На такую апострофу[93] Иван Самойлыч почел за нужное отвечать, что он вовсе не шаромыга, а привык, дескать, к обращению деликатному и тонкому; но городовой, по-видимому, и знать не хотел деликатного обращения. Ему вдруг очень ясно представилось, что шаромыга-то ведь грубит, тогда как на самом деле Иван Самойлыч только оправдывался и объяснял, что вот, дескать, так и так и больше ничего…
— А! ты еще грубить — ты еще рассуждать! Эй, кто там — взять его и распорядиться!
Не успел господин Мичулин оглянуться, как подле него очутилось три помощника, хотя и гораздо меньших размеров, нежели городовой. Все четверо схватили его и повели на улицу.
Тщетно умолял Иван Самойлыч городового отпустить, тщетно соблазнял он его, показывая в руке уцелевшие у него два двугривенных… тщетно! городовой бесстрастно шел возле и не только понуждал его за рукав, но даже для того, чтоб публично выразить свое бескорыстие, орал во все горло:
— И, что ты! бог с тобой! — да я тебя за сто рублев не выпущу! Ты, брат, знай свои порядки, ты, брат, слушайся, коли начальство приказывает, — вот что!

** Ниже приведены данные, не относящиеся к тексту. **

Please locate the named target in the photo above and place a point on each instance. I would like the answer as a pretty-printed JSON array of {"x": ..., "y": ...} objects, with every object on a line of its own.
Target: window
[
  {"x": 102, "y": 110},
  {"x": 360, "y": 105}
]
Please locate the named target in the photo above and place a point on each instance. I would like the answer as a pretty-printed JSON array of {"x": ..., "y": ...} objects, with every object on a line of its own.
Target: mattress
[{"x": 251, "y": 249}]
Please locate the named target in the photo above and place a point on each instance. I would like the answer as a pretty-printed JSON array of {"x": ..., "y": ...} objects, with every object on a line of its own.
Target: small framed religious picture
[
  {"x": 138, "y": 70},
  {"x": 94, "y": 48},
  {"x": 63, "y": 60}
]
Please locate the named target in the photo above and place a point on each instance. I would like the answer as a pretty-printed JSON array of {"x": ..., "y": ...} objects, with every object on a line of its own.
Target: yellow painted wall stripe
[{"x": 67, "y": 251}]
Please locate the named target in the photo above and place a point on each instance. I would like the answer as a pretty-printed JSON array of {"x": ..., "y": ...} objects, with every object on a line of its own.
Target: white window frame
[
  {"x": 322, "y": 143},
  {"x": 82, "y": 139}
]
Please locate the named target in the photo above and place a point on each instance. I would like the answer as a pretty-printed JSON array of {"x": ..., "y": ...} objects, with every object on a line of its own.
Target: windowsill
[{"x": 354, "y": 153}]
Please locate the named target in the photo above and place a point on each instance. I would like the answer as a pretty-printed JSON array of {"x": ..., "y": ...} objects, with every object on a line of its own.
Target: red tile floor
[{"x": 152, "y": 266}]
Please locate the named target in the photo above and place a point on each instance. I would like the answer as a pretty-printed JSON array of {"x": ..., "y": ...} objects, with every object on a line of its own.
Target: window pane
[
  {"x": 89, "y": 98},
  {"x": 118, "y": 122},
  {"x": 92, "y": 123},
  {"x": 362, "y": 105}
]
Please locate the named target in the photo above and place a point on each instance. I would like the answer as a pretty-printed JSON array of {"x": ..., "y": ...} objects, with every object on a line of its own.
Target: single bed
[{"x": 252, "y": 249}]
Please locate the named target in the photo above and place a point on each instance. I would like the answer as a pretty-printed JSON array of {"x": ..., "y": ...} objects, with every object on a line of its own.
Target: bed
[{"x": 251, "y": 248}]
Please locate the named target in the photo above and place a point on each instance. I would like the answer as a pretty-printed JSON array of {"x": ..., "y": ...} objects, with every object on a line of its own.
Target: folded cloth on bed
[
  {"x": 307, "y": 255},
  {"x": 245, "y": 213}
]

А народу собралась целая толпа, а в толпе-то смех, в толпе-то веселье: взяли, дескать, барина в немецком платье!
— Эвося! — говорит бородатый молодец, уже поднявший было полу своего бараньего тулупа, чтоб утереть нос, и оставшийся в положении совершенного изумления, — глянь-ка, брат Ванюха! — глянь-ка, кургузого ведут!..
— Что, видно, ваша милость прогуливаться изволите? — подхватывает другой, тоже, по-видимому, очень бойкий молодец.
— Ги-ги-ги! — отозвался известный Ивану Самойлычу голос девушки, жившей своими трудами.